Quand on se compare, on se console. Ou pas.

De la plogue

L’ami Antoine Robitaille se demandait récemment quelle graphie préférer, de plogue ou de plugue. À l’Assemblée nationale du Québec, on a tranché pour le u. Débat ici.

Le mot, lui, ne pose pas de problème : il est d’usage courant.

Il peut désigner la promotion (ploguer un spectacle), voire l’autopromotion (autoplogue). L’expression «Pure plogue promotionnelle» (le Devoir, 10 septembre 2001) est donc pléonastique.

Il désigne aussi une prise — de courant, pour les écouteurs, etc. Exemple (ça ne s’invente pas) : «Ploguez vos écouteurs» (vol Air Canada AC 945, Orlando => Montréal, 11 août 2010).

Puisqu’on peut ploguer, on peut aussi déploguer, voire tirer la plogue, au sens littéral comme au figuré.
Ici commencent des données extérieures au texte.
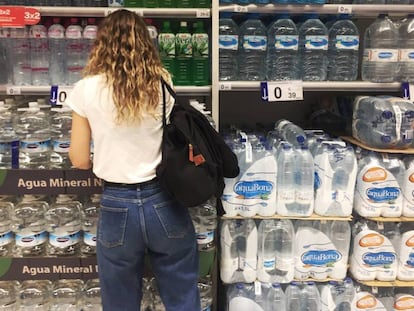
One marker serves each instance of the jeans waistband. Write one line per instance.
(129, 186)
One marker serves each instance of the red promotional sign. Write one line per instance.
(31, 16)
(12, 16)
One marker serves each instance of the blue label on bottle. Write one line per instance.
(383, 194)
(254, 189)
(321, 258)
(379, 259)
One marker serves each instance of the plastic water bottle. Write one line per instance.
(406, 52)
(380, 54)
(74, 51)
(6, 226)
(57, 47)
(29, 226)
(285, 202)
(9, 142)
(166, 46)
(89, 216)
(311, 299)
(343, 50)
(252, 49)
(293, 297)
(290, 132)
(275, 251)
(313, 49)
(33, 129)
(64, 227)
(66, 295)
(282, 50)
(39, 55)
(20, 52)
(184, 54)
(61, 127)
(201, 60)
(228, 48)
(276, 299)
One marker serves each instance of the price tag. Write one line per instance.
(225, 86)
(13, 90)
(241, 9)
(344, 9)
(282, 90)
(203, 13)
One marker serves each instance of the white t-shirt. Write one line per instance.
(122, 154)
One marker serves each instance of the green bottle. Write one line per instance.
(166, 46)
(184, 53)
(201, 61)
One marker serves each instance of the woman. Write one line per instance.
(118, 106)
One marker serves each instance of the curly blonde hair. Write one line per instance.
(123, 51)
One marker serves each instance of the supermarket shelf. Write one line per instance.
(145, 12)
(354, 86)
(42, 90)
(354, 9)
(312, 217)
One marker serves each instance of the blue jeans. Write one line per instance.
(133, 222)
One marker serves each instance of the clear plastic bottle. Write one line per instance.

L’expression signifie alors mettre fin à : «Autant tirer la plogue moi-même avant que les gens me déploguent» (la Presse, 20 mars 1999).

On l’aura compris : quoi qu’en pense l’Assemblée nationale, l’Oreille tendue préfère la graphie en o, histoire d’être fidèle à la prononciation du mot et de ses dérivés.